Rita was waiting for me with a plate of cookies when I returned to the living room. There was a Bible next to the plate. It was rather beat up looking with slips of papers throughout as bookmarks. The photograph was hanging back on the wall, slanted to the left.
“How long have you been married?” I asked. She laughed and her head went back. I could see the gold crowns on her back teeth. It was a rolling type of laugh, gaining momentum, reaching a pitch, never diminishing, only ending. She finished laughing and she was quiet for a minute. The cat woke up and yawned. He sniffed the popcorn under the couch and left it to rub himself against Rita’s big legs.
She patted the bible, “Let me tell you, darling. I’ve been married a long time but Jesus is my man.”
~
My baby, Lily, came three weeks early. I was washing dishes when my water broke. It splashed onto the linoleum and the first thing I thought about was I’d better clean up the mess. The contractions came on fast and heavy so I quickly forgot about cleaning. I did manage to change my underwear and pants.
Ted was wearing a beeper. I paged him. I entered the code we agreed on in case I went into labor. I waited by the phone. He didn’t call. I checked the phone to make sure it was working.
I walked up Rita’s stone steps and I had to stop from the pain. I sat on the step and looked towards her lawn. It was so green it looked like it was glowing.

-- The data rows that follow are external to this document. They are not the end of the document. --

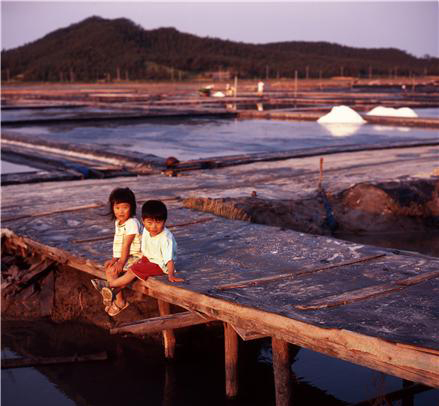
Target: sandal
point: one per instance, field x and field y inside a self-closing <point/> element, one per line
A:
<point x="102" y="287"/>
<point x="115" y="309"/>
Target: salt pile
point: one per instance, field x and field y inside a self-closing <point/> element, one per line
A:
<point x="390" y="111"/>
<point x="341" y="114"/>
<point x="341" y="129"/>
<point x="219" y="94"/>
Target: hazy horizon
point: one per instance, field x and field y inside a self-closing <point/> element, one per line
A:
<point x="406" y="25"/>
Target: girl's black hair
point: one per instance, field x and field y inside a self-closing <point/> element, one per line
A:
<point x="154" y="209"/>
<point x="122" y="195"/>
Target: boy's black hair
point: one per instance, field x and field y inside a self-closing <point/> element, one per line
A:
<point x="122" y="195"/>
<point x="154" y="209"/>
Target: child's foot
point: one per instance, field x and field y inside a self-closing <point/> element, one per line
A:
<point x="102" y="287"/>
<point x="115" y="308"/>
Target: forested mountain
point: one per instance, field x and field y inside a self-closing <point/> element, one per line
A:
<point x="102" y="49"/>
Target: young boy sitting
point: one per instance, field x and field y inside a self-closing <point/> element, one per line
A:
<point x="159" y="254"/>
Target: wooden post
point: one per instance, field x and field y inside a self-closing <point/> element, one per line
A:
<point x="281" y="369"/>
<point x="295" y="83"/>
<point x="408" y="399"/>
<point x="231" y="360"/>
<point x="168" y="335"/>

I could smell the grass and it made me want to sneeze. The bees were humming. The sun was bright so I had to squint.
Rita appeared before me. Her body blocked out the sun. I felt better in her shade. She was wearing a yellow sundress. Her arms were mammoth-like, the flesh hanging low. She looked like a giant angel.
“Stay here,” she said, as if I could go anywhere. “I’ll pull the car around.” I heard the car round the driveway and screech to a stop. She lifted me by my underarms. I put my arm around her and she helped me to the car. Her body felt padded and soft. I was reassured by the extent of her. I wanted to curl up inside her; there was room enough for the both of us. The back seat door was open. There was a towel waiting for me.
“Lie down,” she instructed.
My head was towards the back of her car seat. Her car was meticulous. She was talking but I couldn’t concentrate. She was saying something about how exciting it was and how she had never had a baby before. She turned the radio to classical music.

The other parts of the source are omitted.